Military action calls for acting conduct, not defense. If enemies emerged, the soldiers need to fight hard, and those who even dared to look back at the walls should be beheaded. Why should there be defensive bulwarks to allow soldiers to have fearful hearts?

It was only later when another general, Chang Yuankai (常元楷), replaced him that the secondary gates were built, and it was said that the people at the time, as a result, respected Zhang and disrespected Chang. It was also said that while he was commanding the forces in Shuofang, he had retained on his staff such officials as Zhang Jingzhong (張敬中), He Luan (何鸞), Kou Ci (寇泚), Wang Yicong (王易從), Liu Tiwei (劉體微), Liu Yanzhao (柳彥昭), and Chao Liangzhen (晁良貞). These officials were capable, and later became important officials in the administration, leading to people praising Zhang Rendan for his ability to select officials.

Later in 708, Zhang was given the designation Tong Zhongshu Menxia Sanpin (同中書門下三品), making him a chancellor de facto. He was also created the Duke of Han. Under this arrangement, he would return to Chang'an in the spring to serve as chancellor, and in the fall he would again go to Shuofang to defend the border.
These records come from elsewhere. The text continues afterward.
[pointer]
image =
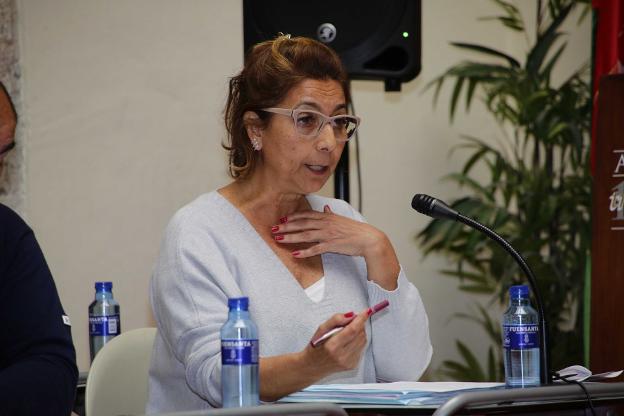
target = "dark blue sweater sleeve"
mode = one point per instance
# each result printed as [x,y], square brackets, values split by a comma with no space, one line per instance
[38,372]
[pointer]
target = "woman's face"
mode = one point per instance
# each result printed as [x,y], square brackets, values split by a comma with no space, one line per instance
[295,164]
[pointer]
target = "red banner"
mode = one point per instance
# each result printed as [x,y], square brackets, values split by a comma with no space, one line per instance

On an occasion when he departed, Emperor Zhongzong personally wrote a poem to send him off and awarded him with much treasure.
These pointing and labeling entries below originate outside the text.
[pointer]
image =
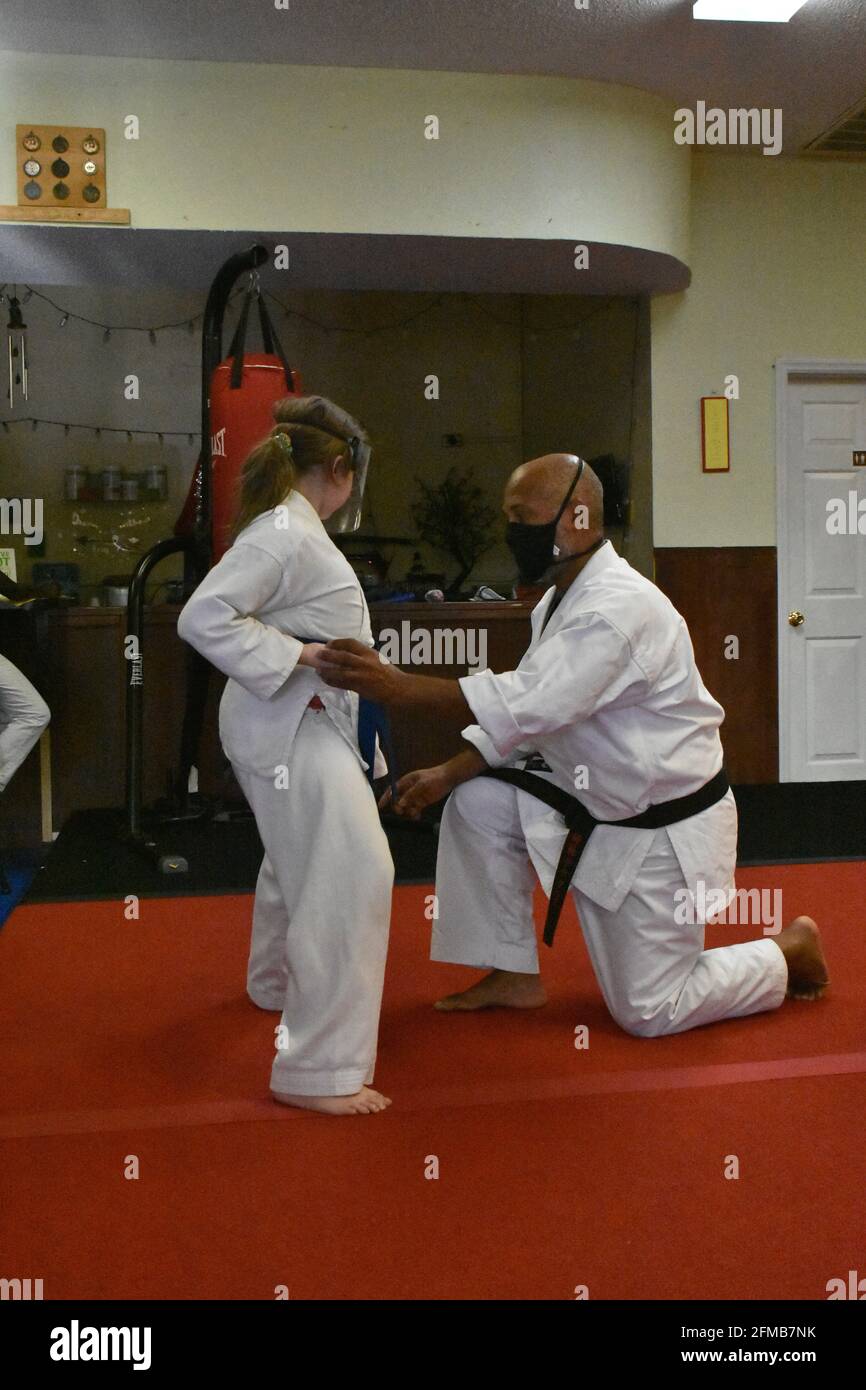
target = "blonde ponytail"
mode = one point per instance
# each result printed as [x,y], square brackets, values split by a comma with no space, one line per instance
[267,477]
[273,467]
== During Emperor Shang's reign, Emperor Ruizong's second reign, and Emperor Xuanzong's reign ==
In 710, Emperor Zhongzong died suddenly—a death that traditional historians believed to be poisoning carried out by his powerful wife Empress Wei and daughter Li Guo'er the Princess Anle. His son by a concubine, Li Chongmao the Prince of Wen, was made emperor (as Emperor Shang). Empress Wei retained power as empress dowager and regent. Less than a month later, a coup led by Emperor Zhongzong's sister Princess Taiping and nephew Li Longji the Prince of Linzi (son of Li Dan, who was then Prince of Xiang) killed Empress Dowager Wei and Li Guo'er, and Li Dan was returned to the throne (as Emperor Ruizong), displacing Emperor Shang, who was demoted back to the title of Prince of Wen. Zhang Renyuan, in order to observe naming taboo (even though the Dan character in his name (亶) was not the same as Emperor Ruizong's (旦)), changed his name to Zhang Renyuan. A month after Emperor Ruizong took the throne, Zhang Renyuan requested retirement, and Emperor Ruizong allowed him to do so and further let him, in retirement, continue to carry the titles of minister of defense (兵部尚書) and Guanglu Daifu (光祿大夫) with full salaries. He died in 713, when Li Longji was emperor (as Emperor Xuanzong) and was buried with honor.

It was said that as a commanding general, Zhang was strict but fair. Later generals admired him and built a temple in his honor at the central fort that he built, and whenever there were military campaigns, sacrifices would be made to him. He, along with Li Jing, Guo Yuanzhen, and Tang Xiujing, were considered the few chancellors in Tang history who were capable in both civil and military matters.

== Notes and references ==

- Old Book of Tang, vol. 93.
- New Book of Tang, vol. 111.
- Zizhi Tongjian, vols. 206, 207, 208, 209.